– Пока ты пишешь, я немного порисую, – говорит он так, словно ничего обычнее и представить нельзя.
– А-а. Ладно.
Я давно забыла о записях. Сижу, скрестив ноги, с блокнотом и ручкой в руках. Смотрю на три слова на чистом листе. И кое на что еще. Например, на то, как Финн наносит мазки на измятый лист этюдника…
Десять минут спустя Финн отрывается от рисования и видит, что я бездумно ковыряю ручкой пыльную каменистую почву.
– Что, не хватает слов?
Я киваю.
– Иззи говорила, что ты увлекаешься поэзией. Я думал, эти места тебя вдохновят.
– Когда это она тебе сказала?
– В «Сырных лепешках». Когда ты вышла в туалет, если быть точным.
– Хм… Странно, что она об этом заговорила. Я не пишу стихов. Когда-то, еще в школе, пробовала: а потом прочла классиков и поняла, что мне с ними тягаться не стоит.
– Что за глупость!
– Спасибо.
– Нет, я серьезно! Думаешь, я ставлю себе целью потягаться с великими художниками? Это было бы безумием. Чтобы наслаждаться своим делом, не обязательно делать его лучше всех!
– Да, разумеется, но…
Тяжело с людьми, которые не понимают самоуничижительного английского юмора.
– Знаешь, у меня есть старший брат. Он – хороший художник, по-настоящему хороший, Мне всегда нравилось рисовать, но в юности казалось, как и тебе, что это бессмысленно: такого таланта, как у брата, у меня нет, перегнать его не получится, а прослыть неудачным подражателем неохота. Поэтому я занимался тем, что брату не давалось: спортом и наукой. И в результате стал аквариумистом. Но с годами я кое-что понял. Мне нравится моя работа, потому что она бескорыстна.
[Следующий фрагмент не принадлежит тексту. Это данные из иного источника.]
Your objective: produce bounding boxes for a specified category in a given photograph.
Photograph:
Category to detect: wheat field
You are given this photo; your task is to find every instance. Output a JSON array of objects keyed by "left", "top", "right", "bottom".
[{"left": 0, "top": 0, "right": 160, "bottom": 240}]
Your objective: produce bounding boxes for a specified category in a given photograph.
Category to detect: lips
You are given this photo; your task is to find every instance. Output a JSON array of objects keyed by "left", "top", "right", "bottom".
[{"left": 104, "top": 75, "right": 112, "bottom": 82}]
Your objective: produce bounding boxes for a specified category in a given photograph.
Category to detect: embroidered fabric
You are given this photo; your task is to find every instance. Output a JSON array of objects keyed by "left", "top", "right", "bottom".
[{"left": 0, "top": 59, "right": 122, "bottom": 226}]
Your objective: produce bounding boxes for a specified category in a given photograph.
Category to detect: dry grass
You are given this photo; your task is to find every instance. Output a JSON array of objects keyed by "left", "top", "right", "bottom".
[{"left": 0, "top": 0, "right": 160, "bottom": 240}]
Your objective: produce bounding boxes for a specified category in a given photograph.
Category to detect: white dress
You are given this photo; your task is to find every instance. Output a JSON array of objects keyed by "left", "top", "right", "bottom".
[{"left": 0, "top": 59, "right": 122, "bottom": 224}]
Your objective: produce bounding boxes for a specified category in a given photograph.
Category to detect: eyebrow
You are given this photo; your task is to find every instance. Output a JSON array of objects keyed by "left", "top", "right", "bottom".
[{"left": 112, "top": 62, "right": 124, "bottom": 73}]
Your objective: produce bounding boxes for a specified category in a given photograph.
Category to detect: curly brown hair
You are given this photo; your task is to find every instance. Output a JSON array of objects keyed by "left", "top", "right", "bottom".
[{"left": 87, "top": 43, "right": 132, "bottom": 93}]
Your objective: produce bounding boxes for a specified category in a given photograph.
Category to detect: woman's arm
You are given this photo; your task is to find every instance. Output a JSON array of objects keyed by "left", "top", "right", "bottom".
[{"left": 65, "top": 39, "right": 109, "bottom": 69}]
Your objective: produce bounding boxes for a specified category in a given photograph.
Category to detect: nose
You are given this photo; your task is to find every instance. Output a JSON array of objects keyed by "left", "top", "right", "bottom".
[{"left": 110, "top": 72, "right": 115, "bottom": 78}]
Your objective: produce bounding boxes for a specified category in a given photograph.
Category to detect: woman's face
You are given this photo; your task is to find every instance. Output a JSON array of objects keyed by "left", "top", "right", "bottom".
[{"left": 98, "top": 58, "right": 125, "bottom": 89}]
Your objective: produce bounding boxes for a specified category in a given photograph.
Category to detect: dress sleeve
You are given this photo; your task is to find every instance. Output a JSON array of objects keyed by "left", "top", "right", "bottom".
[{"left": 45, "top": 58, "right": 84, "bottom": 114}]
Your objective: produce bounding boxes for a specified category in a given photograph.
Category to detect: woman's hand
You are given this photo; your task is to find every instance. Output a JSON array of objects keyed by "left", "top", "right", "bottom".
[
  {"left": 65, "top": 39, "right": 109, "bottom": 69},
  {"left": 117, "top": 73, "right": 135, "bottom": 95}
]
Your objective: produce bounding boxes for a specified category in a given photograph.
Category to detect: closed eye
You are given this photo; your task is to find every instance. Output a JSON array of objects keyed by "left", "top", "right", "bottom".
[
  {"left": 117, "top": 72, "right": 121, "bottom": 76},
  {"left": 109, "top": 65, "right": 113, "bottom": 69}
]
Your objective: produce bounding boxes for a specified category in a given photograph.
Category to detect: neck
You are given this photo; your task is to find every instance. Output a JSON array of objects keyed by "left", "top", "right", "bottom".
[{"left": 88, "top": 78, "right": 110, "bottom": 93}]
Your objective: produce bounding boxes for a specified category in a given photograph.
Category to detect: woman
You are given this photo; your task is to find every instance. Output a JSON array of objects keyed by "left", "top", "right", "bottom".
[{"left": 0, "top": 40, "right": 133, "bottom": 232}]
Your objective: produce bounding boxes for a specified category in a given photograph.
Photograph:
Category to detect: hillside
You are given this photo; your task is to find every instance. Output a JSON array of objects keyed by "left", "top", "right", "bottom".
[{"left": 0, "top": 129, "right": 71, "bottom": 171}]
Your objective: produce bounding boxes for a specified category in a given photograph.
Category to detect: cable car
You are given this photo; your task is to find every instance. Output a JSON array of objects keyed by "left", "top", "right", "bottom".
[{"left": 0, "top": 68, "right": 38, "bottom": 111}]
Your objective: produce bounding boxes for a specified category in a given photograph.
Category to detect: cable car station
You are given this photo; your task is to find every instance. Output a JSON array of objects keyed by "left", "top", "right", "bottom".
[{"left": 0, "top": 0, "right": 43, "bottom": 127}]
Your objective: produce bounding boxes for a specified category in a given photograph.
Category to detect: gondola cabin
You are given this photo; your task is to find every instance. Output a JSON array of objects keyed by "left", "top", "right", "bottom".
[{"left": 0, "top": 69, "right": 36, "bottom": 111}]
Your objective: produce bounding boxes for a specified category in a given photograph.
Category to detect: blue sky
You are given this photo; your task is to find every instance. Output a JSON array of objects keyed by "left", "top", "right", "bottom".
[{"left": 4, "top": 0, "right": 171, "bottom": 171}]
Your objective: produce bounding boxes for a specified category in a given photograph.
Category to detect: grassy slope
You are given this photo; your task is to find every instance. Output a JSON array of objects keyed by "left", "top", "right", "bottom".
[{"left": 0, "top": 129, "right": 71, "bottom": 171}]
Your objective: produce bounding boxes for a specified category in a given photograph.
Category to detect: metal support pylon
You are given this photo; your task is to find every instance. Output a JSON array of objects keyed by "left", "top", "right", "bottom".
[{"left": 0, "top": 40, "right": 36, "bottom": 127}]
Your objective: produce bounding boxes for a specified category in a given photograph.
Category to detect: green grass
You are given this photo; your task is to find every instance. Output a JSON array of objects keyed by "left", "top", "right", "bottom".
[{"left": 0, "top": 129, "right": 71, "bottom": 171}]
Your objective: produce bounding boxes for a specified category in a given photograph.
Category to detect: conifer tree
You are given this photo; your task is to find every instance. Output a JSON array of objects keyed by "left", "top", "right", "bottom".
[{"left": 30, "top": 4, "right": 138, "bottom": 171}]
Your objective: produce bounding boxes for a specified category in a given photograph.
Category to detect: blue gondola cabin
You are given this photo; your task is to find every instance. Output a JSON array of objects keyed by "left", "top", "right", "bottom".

Мне нет нужды зарабатывать на жизнь; я не стремлюсь к признанию, не хочу никому ничего доказывать – просто занимаюсь тем, что мне нравится.
Я тупо смотрю на его шевелящиеся губы. Вот и суди о людях по внешности! Можно ли было ожидать такого красноречия от человека, полжизни проводящего в обществе рыб? Чувствую себя дурой – знакомое чувство и очень неприятное.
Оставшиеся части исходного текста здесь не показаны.